What is a Puppy Mill?
A puppy mill is a dog breeding operation, which puts the profit of an animal above all else. A puppy mill will sell an animal for monetary compensation to a dog auction, pet store, online, or direct to the consumer. In a puppy mill, the needs of all or some of the dogs are not being met, like inadequate shelter, enough food, clean water, sanitation, or veterinary treatment.
Are There Laws to Stop Puppy Mills?
The Animal Welfare Act (AWA) is the federal law that sets the minimum standards regarding commercially bred and sold animals, such as their handling, care, treatment, and transportation. But the AWA, enforced by the U.S. Department of Agriculture, is frequently criticized for allowing the puppy mill industry to thrive and go unchecked.
Under the AWA, inspections are handled and assessed based on risk, meaning a breeder with no known violations may not have their operations inspected for years. The AWA does not set a limit to the number of animals a breeder can have. A breeding operation could contain thousands of dogs and still not be inspected regularly unless there is suspicion or evidence of a violation to the AWA.
It's a common misconception that puppy mills are illegal. A commercial breeding operation can be licensed by their state or the U.S. Department of Agriculture (or both) and still be a puppy mill. That would mean that a licensed dog breeding operation can have severe and repeat violations, and still be allowed to bred and sell puppies.
It is important to remember that in each state, there is a governing agency or group that is responsible for overseeing commercial breeding facilities and enforcing standards of the care, either set forth by the AWA or at the state level.
Where are Puppy Mill Pets Sold?
Puppy mills often sell puppies to a pet store, online, direct to the consumer, or to a dog auction. The majority of pet stores are supplying their animals from a puppy mill, because reputable dog breeders are not willing to “ship” their puppies to pet stores like a commodity. Puppies sold in pet stores come from all over the country and many from an operation where sick and injured puppies had been found repeatedly by federal or state inspectors.

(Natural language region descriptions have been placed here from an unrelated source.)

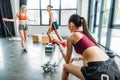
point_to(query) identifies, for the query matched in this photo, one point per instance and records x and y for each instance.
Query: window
(65, 16)
(62, 9)
(105, 20)
(117, 12)
(33, 12)
(67, 4)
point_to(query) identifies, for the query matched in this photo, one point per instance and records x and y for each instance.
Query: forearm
(10, 20)
(64, 56)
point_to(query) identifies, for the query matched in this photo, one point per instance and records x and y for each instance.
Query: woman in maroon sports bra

In addition, pet stores are not often required to disclose the origin of the pet animal they sell, its medical background, and more. In many situations, consumers purchase a pet animal only to find it’s rampant with disease or illness – ranging from seizures to respiratory infections, diarrhea, and vomiting – due to the fact the animal was likely born and raised in a puppy mill where it lacked access to adequate space, clean water, enough food, and proper veterinary treatment.
Puppy mills will utilize the internet to sell directly to the consumer. Often, Facebook, Instagram and Craigslist are used to sell a puppy on the internet. A telling sign that a puppy being sold online is from a puppy mill is if the breeder has several puppies or breeds available, if they’re willing to ship a puppy to you, or are not willing to meet at their breeding facility.
Unfortunately, puppies and breeding dogs are also sold in a dog auction. Missouri is home to the largest dog auction in the country (Wheaton, Missouri) and a smaller but equally popular auction in Cabool, Missouri. In a dog auction, auctions are held regularly, typically one a month, and will see the sale of hundreds of puppies and adult dogs in a single day, being sold for as little as $1 to $10,000 a puppy. Puppies and adult dogs auctioned off are sold to individuals, other dog breeders, and pet stores all over the country.